But more than 400 students, faculty, and staff signed an online petition last spring asking the College to reconsider the policy. They suggested it was adhering too much to the State Department’s travel-warning list, which identifies almost 30 countries as risky.

In response, Dean of the College Benedict H. Gross ’71 asked a nine-person committee of faculty, administrators, a representative from the University’s General Counsel, and a student to reevaluate Harvard’s travel policy early this summer.

The committee met twice, most recently last week, and recommended that Harvard revert to its old policy. After consulting with the Faculty Council yesterday, Gross adopted the policy changes.

Committee members say their recommendation was motived by student and faculty pressure.

Chair of the Committee on Education Abroad John H. Coatsworth, who was the only committee dissenter to the College’s earlier policy and who served on Gross’ committee, said that the restrictions had detracted from the effortsof departments “training students to be experts, or at least knowledgeable, in parts of the world that were now off-limits.”

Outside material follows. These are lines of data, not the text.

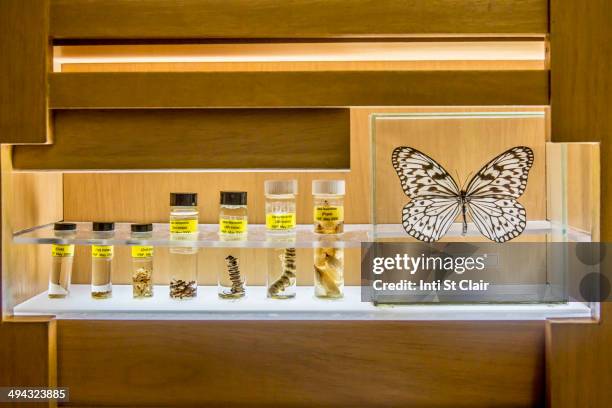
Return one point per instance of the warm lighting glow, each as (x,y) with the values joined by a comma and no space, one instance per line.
(528,51)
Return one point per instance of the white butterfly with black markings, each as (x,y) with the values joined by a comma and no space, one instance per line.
(490,197)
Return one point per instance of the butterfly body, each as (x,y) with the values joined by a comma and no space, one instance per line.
(489,198)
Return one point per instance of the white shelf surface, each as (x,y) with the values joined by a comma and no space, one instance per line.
(255,306)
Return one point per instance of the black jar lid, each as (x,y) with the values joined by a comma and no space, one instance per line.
(103,226)
(233,198)
(183,199)
(141,227)
(64,226)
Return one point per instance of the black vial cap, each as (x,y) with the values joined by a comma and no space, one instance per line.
(64,226)
(183,199)
(233,198)
(141,227)
(103,226)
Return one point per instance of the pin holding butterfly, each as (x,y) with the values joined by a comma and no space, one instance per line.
(490,197)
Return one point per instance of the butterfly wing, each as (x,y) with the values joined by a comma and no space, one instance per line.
(428,219)
(492,193)
(422,176)
(435,197)
(504,176)
(499,219)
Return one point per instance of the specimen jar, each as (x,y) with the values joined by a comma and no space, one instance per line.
(183,260)
(61,262)
(102,260)
(142,261)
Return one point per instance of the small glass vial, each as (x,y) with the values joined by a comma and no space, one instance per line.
(329,273)
(61,262)
(102,261)
(142,262)
(280,206)
(233,217)
(328,197)
(282,268)
(183,260)
(233,226)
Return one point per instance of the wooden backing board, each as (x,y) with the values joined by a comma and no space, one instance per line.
(295,89)
(188,19)
(28,351)
(578,351)
(193,139)
(302,363)
(28,200)
(25,52)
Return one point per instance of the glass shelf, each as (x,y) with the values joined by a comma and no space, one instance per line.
(257,237)
(208,236)
(255,306)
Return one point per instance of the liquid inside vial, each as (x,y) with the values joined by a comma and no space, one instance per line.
(329,214)
(282,268)
(61,270)
(329,272)
(101,270)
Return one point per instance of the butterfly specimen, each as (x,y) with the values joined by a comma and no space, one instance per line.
(490,197)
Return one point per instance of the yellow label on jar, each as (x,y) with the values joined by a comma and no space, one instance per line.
(231,226)
(62,250)
(329,213)
(280,221)
(139,251)
(102,251)
(183,226)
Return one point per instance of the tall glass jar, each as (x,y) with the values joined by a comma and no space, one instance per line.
(280,206)
(142,262)
(184,217)
(328,197)
(102,260)
(280,227)
(233,226)
(61,262)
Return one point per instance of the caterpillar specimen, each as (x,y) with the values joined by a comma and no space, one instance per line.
(287,278)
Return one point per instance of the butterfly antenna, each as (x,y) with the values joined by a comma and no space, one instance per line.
(458,178)
(467,178)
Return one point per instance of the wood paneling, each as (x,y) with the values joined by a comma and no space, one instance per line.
(24,63)
(305,56)
(194,139)
(160,19)
(296,89)
(28,200)
(302,363)
(28,351)
(578,352)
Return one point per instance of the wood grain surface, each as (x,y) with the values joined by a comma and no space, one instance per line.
(188,19)
(25,53)
(295,89)
(193,139)
(302,363)
(28,200)
(579,355)
(28,351)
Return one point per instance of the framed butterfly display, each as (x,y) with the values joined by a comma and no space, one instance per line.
(489,199)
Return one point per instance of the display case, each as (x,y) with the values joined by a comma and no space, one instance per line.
(107,107)
(533,285)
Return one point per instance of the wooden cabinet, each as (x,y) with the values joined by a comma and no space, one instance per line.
(104,138)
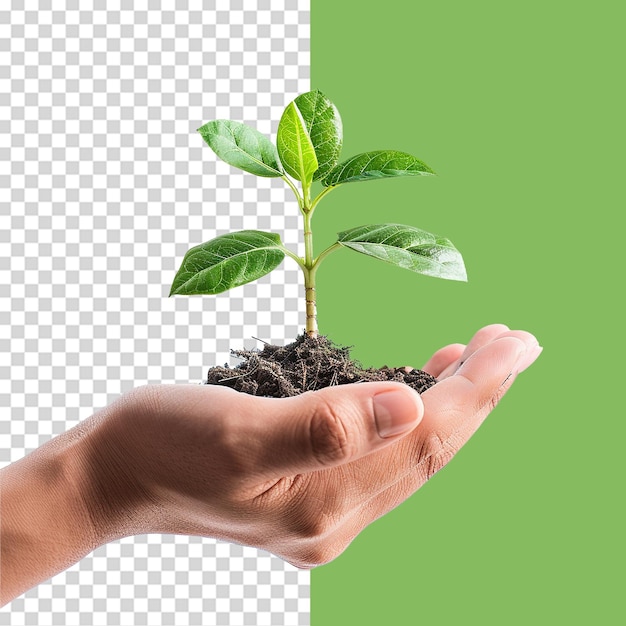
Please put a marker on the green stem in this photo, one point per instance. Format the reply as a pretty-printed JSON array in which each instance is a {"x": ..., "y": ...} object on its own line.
[
  {"x": 311, "y": 313},
  {"x": 325, "y": 253},
  {"x": 299, "y": 260},
  {"x": 321, "y": 195}
]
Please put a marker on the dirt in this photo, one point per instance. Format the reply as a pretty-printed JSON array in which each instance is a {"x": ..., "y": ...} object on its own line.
[{"x": 305, "y": 365}]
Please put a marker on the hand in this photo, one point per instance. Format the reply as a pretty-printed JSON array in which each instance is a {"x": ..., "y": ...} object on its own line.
[{"x": 300, "y": 477}]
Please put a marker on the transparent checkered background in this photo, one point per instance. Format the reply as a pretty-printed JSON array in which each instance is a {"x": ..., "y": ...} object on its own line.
[{"x": 104, "y": 185}]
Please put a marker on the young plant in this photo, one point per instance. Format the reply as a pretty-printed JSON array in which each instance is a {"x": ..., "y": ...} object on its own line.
[{"x": 307, "y": 149}]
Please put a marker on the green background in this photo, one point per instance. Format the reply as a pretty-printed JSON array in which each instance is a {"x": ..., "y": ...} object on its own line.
[{"x": 519, "y": 108}]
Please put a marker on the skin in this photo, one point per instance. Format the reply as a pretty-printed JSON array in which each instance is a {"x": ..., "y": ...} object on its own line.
[{"x": 300, "y": 477}]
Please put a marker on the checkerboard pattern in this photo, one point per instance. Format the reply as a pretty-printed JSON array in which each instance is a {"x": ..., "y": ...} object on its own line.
[{"x": 104, "y": 185}]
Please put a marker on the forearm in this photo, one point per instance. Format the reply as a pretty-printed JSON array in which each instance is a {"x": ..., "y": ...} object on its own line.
[{"x": 44, "y": 526}]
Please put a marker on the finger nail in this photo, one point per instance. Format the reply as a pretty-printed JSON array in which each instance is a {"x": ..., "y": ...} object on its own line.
[
  {"x": 396, "y": 412},
  {"x": 528, "y": 358}
]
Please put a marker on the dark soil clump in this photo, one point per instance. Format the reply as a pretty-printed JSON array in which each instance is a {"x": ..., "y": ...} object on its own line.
[{"x": 306, "y": 365}]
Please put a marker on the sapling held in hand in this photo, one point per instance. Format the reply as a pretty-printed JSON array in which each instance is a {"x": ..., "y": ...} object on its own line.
[{"x": 308, "y": 145}]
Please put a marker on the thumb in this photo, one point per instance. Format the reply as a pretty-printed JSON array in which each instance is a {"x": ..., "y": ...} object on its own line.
[{"x": 333, "y": 426}]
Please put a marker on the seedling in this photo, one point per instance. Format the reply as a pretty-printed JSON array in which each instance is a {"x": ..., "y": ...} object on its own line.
[{"x": 307, "y": 149}]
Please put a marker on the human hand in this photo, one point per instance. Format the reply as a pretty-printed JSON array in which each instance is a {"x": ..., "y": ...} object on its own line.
[{"x": 302, "y": 476}]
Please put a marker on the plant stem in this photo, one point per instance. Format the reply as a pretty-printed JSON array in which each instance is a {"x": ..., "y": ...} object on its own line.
[
  {"x": 309, "y": 272},
  {"x": 321, "y": 195},
  {"x": 311, "y": 312}
]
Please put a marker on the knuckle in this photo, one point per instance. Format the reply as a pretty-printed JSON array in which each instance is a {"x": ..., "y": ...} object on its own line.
[
  {"x": 434, "y": 454},
  {"x": 330, "y": 440},
  {"x": 317, "y": 554}
]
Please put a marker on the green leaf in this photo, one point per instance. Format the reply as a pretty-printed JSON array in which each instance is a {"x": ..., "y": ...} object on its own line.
[
  {"x": 376, "y": 164},
  {"x": 408, "y": 247},
  {"x": 228, "y": 261},
  {"x": 243, "y": 147},
  {"x": 294, "y": 146},
  {"x": 323, "y": 125}
]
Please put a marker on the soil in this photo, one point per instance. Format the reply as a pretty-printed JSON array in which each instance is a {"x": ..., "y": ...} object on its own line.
[{"x": 305, "y": 365}]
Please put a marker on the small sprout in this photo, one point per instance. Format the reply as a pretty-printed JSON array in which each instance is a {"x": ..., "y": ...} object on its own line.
[{"x": 307, "y": 149}]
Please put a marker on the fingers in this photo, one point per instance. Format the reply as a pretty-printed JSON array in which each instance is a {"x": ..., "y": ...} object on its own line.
[
  {"x": 443, "y": 358},
  {"x": 329, "y": 427},
  {"x": 480, "y": 339},
  {"x": 454, "y": 409}
]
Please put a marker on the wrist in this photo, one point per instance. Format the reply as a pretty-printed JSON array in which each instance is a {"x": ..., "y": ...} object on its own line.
[{"x": 45, "y": 526}]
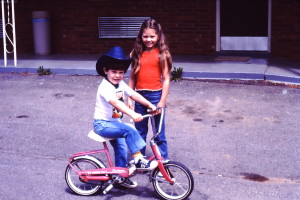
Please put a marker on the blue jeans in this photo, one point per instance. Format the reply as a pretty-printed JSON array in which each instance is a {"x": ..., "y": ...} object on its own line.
[
  {"x": 142, "y": 127},
  {"x": 126, "y": 136}
]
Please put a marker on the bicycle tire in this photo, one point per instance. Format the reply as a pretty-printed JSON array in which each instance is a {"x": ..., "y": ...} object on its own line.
[
  {"x": 183, "y": 186},
  {"x": 73, "y": 181}
]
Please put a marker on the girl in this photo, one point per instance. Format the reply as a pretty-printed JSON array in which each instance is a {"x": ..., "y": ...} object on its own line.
[{"x": 150, "y": 76}]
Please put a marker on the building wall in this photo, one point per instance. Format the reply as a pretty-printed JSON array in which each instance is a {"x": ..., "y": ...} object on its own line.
[
  {"x": 190, "y": 25},
  {"x": 285, "y": 41}
]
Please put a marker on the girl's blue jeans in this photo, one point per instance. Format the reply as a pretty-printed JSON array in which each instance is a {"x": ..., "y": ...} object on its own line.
[
  {"x": 142, "y": 127},
  {"x": 126, "y": 136}
]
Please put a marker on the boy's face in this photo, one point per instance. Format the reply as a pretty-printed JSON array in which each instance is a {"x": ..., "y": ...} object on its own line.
[{"x": 114, "y": 76}]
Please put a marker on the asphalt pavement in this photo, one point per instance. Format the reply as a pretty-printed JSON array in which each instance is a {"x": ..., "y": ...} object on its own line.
[
  {"x": 256, "y": 66},
  {"x": 239, "y": 139}
]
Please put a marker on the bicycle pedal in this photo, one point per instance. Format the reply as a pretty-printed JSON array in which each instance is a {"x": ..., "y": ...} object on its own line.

Committee member Matthew R. Greenfield ’08 said committee members were not “content with the way the new policy has played out in terms of students’ having fewer liberties than ever before in terms of travel.”

Edwards, who helped decide on both the original policy and its revision, said that the implications of the old travel restrictions and better pre-departure advising helped change her mind about the policy.

Students planning travel to countries with State Department warnings must now complete a waiver form and write a statement acknowledging travel risks.

Edwards said that the new procedures do not completely absolve Harvard of liability issues.